Reporting from the Hyderabard Commons Conference: assessing the comparative threats from market and state

The IASC conference marked significant progress on numerous fronts. With the appearance of environmental ministers from India and El Salvador, Ostrom’s Nobel Prize, and several instances of the commons movement gaining audiences with government leaders and key policymakers, it’s clear the commons movement has grown from a largely intellectual and academic station to playing a significant role influencing policy and practices on the ground.

Excerpted from the report by Christopher G. Cook for Shareable magazine:

“America’s bitterly divided discourse about government and the public sector is all but absent here at the global commons conference in Hyderabad, India where criticisms of government seem driven more by an impulse to protect communities from state-corporate takings of common lands than by the urge to eliminate taxes and regulation.

The question of who can best preserve common resources — and defining what these ‘commons’ are — is a prevailing theme here, with widespread criticism heaped on governments in India and other ‘developing’ nations for prioritizing GDP and large-scale industrial growth over community-based economic survival.

In the Tamil Nadu province in India’s south, for instance, the Adivasi forest tribes have battled government agencies — often representing private industrial interests — for their survival in traditional forest harvesting areas. “The state forest department has systematically undermined traditional rights and uses,” explained Kunjam Pandu Dora, a forest tribes activist presenting at the conference.

Indian pastoralists and forest tribes have been summarily kicked out of new national parklands, and their traditional harvesting has become illegal, creating new pressures for tribes to enter the agrarian economy while spurring clashes with other pastoralists and farmers.

Such contested terrains and colliding interests are everywhere; how, for instance, does India supply power, technological and industrial development to its ever-rising middle-class (and even peasant communities) without radically scouring and imperiling its resources and increasing its carbon footprint?

Throughout the conference, I asked participants this: How can India, China, and other nations ‘develop’ U.S.-style, with ever-expanding growth and industrial production and consumption, without plunging the planet deeper into climatologic and social-economic chaos.
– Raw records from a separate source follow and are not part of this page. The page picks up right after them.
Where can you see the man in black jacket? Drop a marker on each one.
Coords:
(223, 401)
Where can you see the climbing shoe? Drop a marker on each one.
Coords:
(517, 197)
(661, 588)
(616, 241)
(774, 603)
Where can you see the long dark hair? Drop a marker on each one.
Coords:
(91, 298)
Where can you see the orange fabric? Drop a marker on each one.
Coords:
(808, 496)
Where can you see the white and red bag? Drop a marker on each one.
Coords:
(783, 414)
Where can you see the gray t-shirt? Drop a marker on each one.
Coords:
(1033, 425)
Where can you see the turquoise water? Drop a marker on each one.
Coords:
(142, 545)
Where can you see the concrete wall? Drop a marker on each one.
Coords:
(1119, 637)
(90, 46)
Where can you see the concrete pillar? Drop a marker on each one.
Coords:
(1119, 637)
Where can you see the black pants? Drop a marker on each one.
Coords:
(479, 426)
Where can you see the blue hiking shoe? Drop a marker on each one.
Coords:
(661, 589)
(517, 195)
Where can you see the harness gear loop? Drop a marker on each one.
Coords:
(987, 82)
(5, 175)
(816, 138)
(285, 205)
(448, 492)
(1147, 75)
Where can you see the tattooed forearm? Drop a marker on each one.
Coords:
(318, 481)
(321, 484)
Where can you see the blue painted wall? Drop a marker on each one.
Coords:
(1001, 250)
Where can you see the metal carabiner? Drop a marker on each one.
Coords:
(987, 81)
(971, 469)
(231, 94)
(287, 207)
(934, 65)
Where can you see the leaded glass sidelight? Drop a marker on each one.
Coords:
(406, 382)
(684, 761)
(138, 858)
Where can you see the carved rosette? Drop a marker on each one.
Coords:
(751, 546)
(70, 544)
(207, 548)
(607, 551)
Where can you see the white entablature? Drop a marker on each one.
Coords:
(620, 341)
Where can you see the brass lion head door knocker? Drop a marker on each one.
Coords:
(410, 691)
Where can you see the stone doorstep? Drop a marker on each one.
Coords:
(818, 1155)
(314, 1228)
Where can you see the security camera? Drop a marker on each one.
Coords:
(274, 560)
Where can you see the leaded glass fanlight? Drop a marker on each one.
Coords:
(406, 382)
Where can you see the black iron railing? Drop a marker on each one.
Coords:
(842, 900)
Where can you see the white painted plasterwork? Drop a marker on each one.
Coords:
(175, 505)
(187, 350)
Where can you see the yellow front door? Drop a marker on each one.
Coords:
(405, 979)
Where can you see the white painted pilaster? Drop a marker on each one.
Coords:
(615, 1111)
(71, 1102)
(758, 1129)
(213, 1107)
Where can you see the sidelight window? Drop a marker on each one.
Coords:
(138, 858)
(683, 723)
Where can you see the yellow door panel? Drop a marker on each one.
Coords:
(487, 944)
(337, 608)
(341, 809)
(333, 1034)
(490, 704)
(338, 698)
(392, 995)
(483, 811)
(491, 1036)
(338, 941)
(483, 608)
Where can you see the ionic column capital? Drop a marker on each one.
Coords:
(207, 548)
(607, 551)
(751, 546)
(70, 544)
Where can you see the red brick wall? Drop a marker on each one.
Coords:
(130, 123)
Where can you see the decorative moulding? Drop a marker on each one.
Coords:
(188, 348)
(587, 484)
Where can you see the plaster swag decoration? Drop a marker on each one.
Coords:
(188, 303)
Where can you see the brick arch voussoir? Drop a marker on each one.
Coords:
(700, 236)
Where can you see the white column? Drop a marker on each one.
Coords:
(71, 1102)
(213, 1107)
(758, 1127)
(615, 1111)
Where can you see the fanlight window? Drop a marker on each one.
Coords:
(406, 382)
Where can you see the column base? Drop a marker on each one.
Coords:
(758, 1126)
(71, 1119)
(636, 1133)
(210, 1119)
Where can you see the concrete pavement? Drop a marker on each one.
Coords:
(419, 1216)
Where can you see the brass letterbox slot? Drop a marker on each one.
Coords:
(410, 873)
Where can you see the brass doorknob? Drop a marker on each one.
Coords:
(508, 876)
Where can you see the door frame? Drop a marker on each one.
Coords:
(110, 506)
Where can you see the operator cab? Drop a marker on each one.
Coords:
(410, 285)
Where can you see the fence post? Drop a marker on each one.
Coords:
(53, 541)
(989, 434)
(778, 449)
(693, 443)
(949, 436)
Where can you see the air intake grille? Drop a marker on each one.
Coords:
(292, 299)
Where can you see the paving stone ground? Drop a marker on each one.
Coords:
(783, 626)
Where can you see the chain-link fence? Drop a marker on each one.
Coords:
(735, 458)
And what role can the public sector play in preventing rather than encouraging this downward spiral?

India’s erudite and controversial Minister of Environment and Forests, Shri Jairam Ramesh, has endured “severe criticism and opposition” for blocking major hydro projects that would dam the upper Ganges River, and lamented that, in India, merely implementing the law creates big, splashy headlines and trouble. He told a rapt conference crowd, “It is time for India to accept that 9 percent economic growth has ecological consequences. There is a trade-off.”

Ramesh added, “The first thing standing in the way of implementing our laws is the development imperative.”

Yet in the same speech, Minister Ramesh cited an “army of regulators who have become part of the problem” getting in the way of sustainable, community-based development. He asked the crowd, “Do regulations require regulators?”

While Ramesh is considered somewhat of a hero for environmental and common lands protection, the minister said he also encountered “huge resistance by civil society groups” when he released a paper advocating market-based approaches to environmental management.

“Our laws are based on institutional monocultures,” Ramesh told the commons crowd. “We need to allow for different ways.” India is “enormously diverse” both economically and ecologically, “yet we still insist on the primacy of the state.”

In my sampling of numerous workshops and dozens of interviews, the commons conference appeared to emphasize more criticism of the public sector than the private. Several delegates I spoke with expressed frustration about this tilt. One attendee remarked, “I’m surprised we hear nothing about capitalism here, nothing about the larger underlying forces.” This sentiment was repeated several times in discussions with delegates.

“Too often we focus on getting the rules just right, but we don’t focus on the larger political environment and context,” said Ben Cousins, a land reform expert and activist in South Africa.”